Sudan İç Savaşında Cinsiyet Temelli Şiddet
Mona Rishmawi, Birleşmiş Milletler (BM) Sudan Bağımsız Uluslararası Gerçekleri Araştırma Misyonu Üyesi olarak, iç savaşın patlak vermesinden bu yana kadınların cinsel saldırılara maruz kaldığını belirtiyor. Rishmawi, kadınların yaşadığı travmaların yanı sıra ailelerinin parçalanmasının ve mülteci durumuna düşmelerinin de altını çiziyor.
Kaçış Yolu: Cinsel Saldırıların Hedefi Olmak
Sudan'da Nisan 2023'ten bu yana süren iç savaşta, kadınların cinsel saldırılara maruz kalmasının yaygın hale geldiğini ifade eden Rishmawi, "Kadınlar, savaşın bir silahı olarak kullanılıyor. Kendilerine veya yakınlarına dair kayıplar, bu süreçte oldukça yaygın," diyor.
Sessizlik ve Damgalama
Rishmawi, kadınların toplumsal damgalama korkusuyla cinsel saldırıları gizlemek zorunda kaldığını belirtirken, bunun kültürel bir tabuya dönüştüğünü vurguluyor. Cinsel saldırı mağdurları, geleneksel toplumsal yapı nedeniyle dışlanma korkusuyla yaşadıkları acıları paylaşamıyorlar.

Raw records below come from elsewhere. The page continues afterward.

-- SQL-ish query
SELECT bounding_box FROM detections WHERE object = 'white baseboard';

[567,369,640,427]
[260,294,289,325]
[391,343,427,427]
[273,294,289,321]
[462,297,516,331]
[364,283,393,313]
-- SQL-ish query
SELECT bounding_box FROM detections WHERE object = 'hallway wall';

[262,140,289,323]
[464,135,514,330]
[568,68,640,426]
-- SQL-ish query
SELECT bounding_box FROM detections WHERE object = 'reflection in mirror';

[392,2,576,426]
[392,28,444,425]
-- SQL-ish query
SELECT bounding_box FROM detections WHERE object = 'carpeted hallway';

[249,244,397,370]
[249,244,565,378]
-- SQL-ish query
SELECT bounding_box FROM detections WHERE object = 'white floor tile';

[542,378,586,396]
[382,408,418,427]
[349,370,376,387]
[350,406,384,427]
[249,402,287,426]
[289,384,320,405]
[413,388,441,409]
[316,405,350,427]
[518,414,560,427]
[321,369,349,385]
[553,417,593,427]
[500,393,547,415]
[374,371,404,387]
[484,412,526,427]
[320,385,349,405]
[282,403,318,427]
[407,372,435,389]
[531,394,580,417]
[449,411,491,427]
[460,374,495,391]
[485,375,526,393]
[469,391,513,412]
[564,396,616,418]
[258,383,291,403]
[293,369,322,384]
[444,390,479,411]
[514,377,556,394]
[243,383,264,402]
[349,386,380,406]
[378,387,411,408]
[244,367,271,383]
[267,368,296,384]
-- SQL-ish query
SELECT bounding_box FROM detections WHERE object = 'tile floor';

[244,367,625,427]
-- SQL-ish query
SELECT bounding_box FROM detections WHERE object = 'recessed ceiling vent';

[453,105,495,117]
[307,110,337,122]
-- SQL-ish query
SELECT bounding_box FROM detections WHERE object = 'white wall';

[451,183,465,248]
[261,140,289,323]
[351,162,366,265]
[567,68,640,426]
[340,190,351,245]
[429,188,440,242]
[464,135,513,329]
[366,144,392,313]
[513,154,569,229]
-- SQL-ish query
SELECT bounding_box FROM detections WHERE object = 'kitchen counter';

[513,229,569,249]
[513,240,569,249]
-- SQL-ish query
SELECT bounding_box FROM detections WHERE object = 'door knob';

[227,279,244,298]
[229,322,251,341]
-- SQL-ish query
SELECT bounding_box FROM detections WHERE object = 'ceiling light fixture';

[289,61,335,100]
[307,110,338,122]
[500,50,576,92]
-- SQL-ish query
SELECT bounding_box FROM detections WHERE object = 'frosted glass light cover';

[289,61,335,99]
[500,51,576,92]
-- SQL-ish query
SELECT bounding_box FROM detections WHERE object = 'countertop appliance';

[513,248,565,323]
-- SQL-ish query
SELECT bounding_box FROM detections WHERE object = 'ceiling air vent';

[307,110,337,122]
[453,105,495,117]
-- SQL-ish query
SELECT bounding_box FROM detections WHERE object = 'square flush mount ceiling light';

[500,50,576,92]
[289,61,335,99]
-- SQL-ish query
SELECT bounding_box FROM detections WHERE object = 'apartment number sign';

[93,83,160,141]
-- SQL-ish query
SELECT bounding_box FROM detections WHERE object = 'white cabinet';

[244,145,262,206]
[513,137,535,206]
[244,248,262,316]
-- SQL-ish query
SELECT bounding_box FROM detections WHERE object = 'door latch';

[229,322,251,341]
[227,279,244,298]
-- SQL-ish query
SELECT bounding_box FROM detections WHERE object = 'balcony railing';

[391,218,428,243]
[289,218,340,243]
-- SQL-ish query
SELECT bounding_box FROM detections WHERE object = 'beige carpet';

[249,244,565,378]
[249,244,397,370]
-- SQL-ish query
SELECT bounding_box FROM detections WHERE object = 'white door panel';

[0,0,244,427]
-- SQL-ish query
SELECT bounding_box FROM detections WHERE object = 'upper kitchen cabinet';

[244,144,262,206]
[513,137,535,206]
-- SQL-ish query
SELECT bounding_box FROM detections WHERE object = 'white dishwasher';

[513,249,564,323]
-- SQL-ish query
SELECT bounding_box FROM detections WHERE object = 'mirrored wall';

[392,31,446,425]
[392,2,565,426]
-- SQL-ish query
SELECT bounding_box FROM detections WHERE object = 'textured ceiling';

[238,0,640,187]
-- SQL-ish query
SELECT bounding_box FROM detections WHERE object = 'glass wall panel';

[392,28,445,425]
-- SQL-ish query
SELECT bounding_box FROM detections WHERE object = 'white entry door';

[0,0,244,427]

Sağlık Sistemindeki Çöküntü
Sudan'daki sağlık sistemi çatışmalar nedeniyle büyük bir çöküntü yaşıyor. Rishmawi, doktorların ve sağlık çalışanlarının ülkeden ayrıldığını, hastanelerin ise savaş nedeniyle işlevsiz hale geldiğini açıkladı. "Bu durum, kadın hastalıklarıyla ilgili tıbbi müdahaleleri de zorlaştırıyor," diyerek sağlık hizmetlerinin yetersizliğine vurgu yaptı.
Uluslararası Toplumdan Beklentiler
Mona Rishmawi, siyasetçilerin cinsel şiddeti kabul edilemez bir durum olarak ele alması ve faillerin adalet önüne çıkarılması konusunda suçlamalarının gerekli olduğuna dikkat çekti. "Kadınlara yönelik bu savaşın durdurulması şart," diyor.
Sudan'daki Çatışma ve Sonuçları
Sudan'daki iç savaş, 30 yıllık Ömer el Beşir yönetiminin devrilmesi ardından, ordu ve Hızlı Destek Kuvvetleri (HDK) arasında süregelen bir güç mücadelesini içeriyor. Birleşmiş Milletler’e göre, çatışmalar sonucu 18 bin 800’den fazla kişinin hayatını kaybettiği ve neredeyse 10 milyon insanın yerinden edildiği belirtiliyor.